Das, was vielen Yoga Nidra Praktizierenden anfangs schwer fällt, ist, währenddessen wach zu bleiben. Auf der einen Seite ist ein Einschlafen überhaupt nicht schlimm. Denn auch wenn wir schlafen, erreichen uns die angeleiteten Worte über unseren auditiven Sinn. Ein verkrampftes Nicht-Einschlafen-Wollen würde zudem der gewünschten und förderlichen Entspannung entgegenwirken. Also: Genieße deinen wohligen Yoga Nidra-Nap. Andererseits sollten wir jedes Mal erneut versuchen, wach zu bleiben, um irgendwann einmal ganz bewusst in diesen besonderen Zustand zwischen Schlafen und Wachen zu gleiten und den yogischen Schlaf zu erleben. Hierbei können die in die Anleitung eingebauten Sätze „Sage dir innerlich: Ich bin wach.
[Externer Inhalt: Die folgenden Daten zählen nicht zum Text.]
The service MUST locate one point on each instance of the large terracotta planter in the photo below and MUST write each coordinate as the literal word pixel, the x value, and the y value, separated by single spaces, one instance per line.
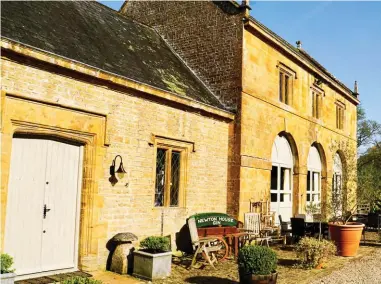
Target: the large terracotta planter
pixel 257 279
pixel 346 237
Ich bin aufmerksam. Ich bin bewusst.“ unterstützen.


Quellen und als weiterführende Literatur bei Interesse:

Ozdemir, Ahmet & Saritas, Serdar. Effect of yoga nidra on the self-esteem and body image of burn patients. Complement Ther Clin Pract. (2019), 35:86-91. doi: 10.1016/j.ctcp.2019.02.002.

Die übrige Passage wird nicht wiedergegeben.